Ihre Liebe war stolz und treu. Sie wartete. Als man sich fragte, wer der Fremde gewesen sei und ob er wiederkäme, wies sie die Fragenden hinaus. Als man sie bedauerte, dass sie einem Betrüger aufgesessen sei, verschloss sie die Türen. Als die Jahre vergingen und sich Falten in ihren Hals gruben, verharrte sie in ihrem Glauben an seine Rückkehr. Als längst sich keiner mehr erinnerte an den Besuch des Schönen, strich sie sanft mit der Hand über ihre grauen Flechten und sang der Erinnerung an ihn ein Lied. Sie kannte nicht seinen Namen, noch seine Heimat, sie ahnte nicht, was ihn fernhielt all die Jahre, die sie verging. Sie wartete.

Die weißen Mauern des Schlosses wurden grau wie ihr Haar. Staub kroch in ihre Röcke und legte sich auf ihre Wangen. Spinnweben schlangen sich um ihre Füße und Arme. Die Haut spannte faltig zwischen den Knochen. Das Blut in den Adern floss langsamer. Ihre Brust hob und senkte sich seltener. Bis alles zum Stillstand kam und verfiel. Sie saß und wartete. Aufrecht drückte sich das Rückgrat gegen die Lehne, auf dem Halswirbel ruhte stolz wie je das skelettierte Haupt.

So fand er sie, als er schließlich, alt und gebeugt, auf zerrissenen Sohlen zurückkehrte nach Haus. Seine Abenteuer waren unzählbar und längst vergessen. Immer hatte die Sehnsucht ihn getrieben nach ihr, zu ihr. Als er ankam, wurde er ihrer Treue gewahr und sank zu ihren Füßen. So verharrte er, bis Staub und Weben sich auch über ihn legten. Die Liebe währet ewiglich, hatte er geschworen.

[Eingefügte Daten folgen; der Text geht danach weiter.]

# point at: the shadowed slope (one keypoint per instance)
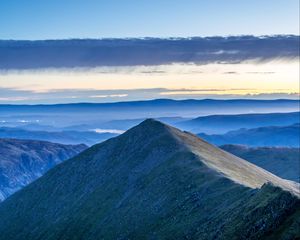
(152, 182)
(23, 161)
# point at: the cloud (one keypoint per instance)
(145, 52)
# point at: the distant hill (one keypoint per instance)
(64, 137)
(23, 161)
(153, 182)
(96, 114)
(283, 162)
(217, 124)
(283, 136)
(146, 51)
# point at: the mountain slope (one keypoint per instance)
(152, 182)
(23, 161)
(284, 136)
(217, 124)
(283, 162)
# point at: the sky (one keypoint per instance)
(65, 19)
(60, 19)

Kalt strich der Wind durch die leeren Mauern und ließ die Türen in den Angeln knarren. Starr lag das Schloss über dem Meer und barg die Liebenden immerdar. So erzählten sie draußen in den Schenken und Spelunken, wenn heißer Grog ausgeschenkt wurde in den frostigen Wintern.

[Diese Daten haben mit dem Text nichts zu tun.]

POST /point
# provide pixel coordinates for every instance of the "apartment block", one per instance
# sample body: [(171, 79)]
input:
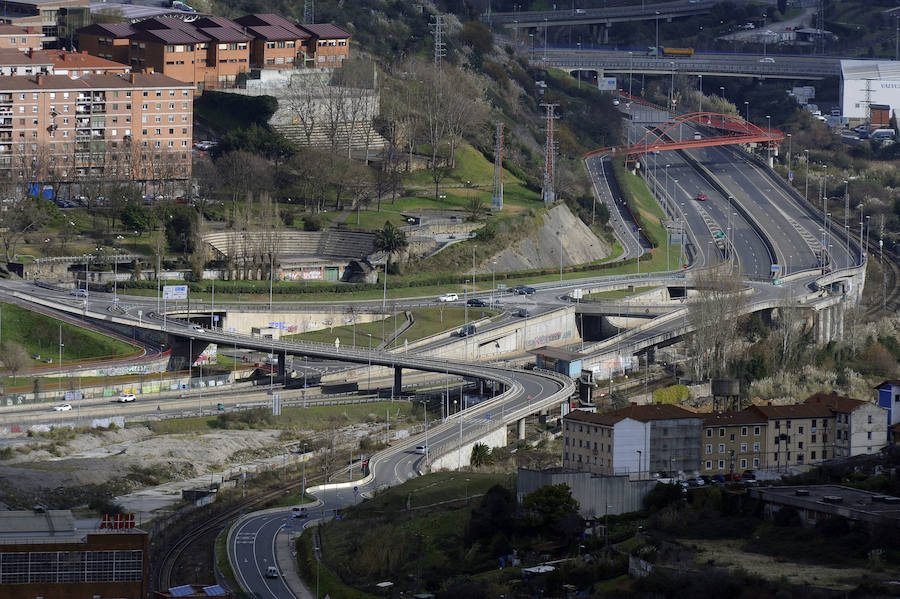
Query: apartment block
[(733, 442), (637, 440), (117, 127), (20, 38), (860, 427), (212, 52)]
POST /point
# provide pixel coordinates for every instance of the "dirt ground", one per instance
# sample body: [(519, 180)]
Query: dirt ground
[(727, 553), (101, 458)]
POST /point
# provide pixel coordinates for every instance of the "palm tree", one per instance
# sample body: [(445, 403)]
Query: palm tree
[(481, 455), (389, 240)]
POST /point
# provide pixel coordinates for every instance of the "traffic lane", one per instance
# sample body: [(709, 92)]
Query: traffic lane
[(748, 187), (254, 552)]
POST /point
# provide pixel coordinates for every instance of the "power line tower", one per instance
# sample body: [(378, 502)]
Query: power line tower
[(440, 48), (497, 195), (548, 192), (820, 28)]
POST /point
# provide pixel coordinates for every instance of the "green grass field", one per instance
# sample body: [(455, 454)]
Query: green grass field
[(427, 322), (317, 418), (40, 335)]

Ganz leis kicherte Judith.
„Was für eine elende Romantikerin ich war.“
„Bist.“
Manuelas Hand strich scheu über Judiths Hüften.
„Dass du gehen wirst, ohne dass wir...“
Judith hielt ihre Hand fest.
„Dazu reicht es nicht mehr. Ich liebe dich - immerdar.“
„Ich will kein Märchenprinz sein.“
„Das warst du auch nie. Ich habe nicht gewartet. Ich nahm ihn.“
„Kein Frosch.“
„Nein. Es waren gute Jahre.“
Sie schwiegen und hielten sich fest.

Elke, die im Türrahmen stand und lauschte, rannen die Tränen übers Gesicht. Fuck. Sie dachte es nur. Ihr Mobile klingelte. Der Tätowierte. Mein Prinz. Fuck you.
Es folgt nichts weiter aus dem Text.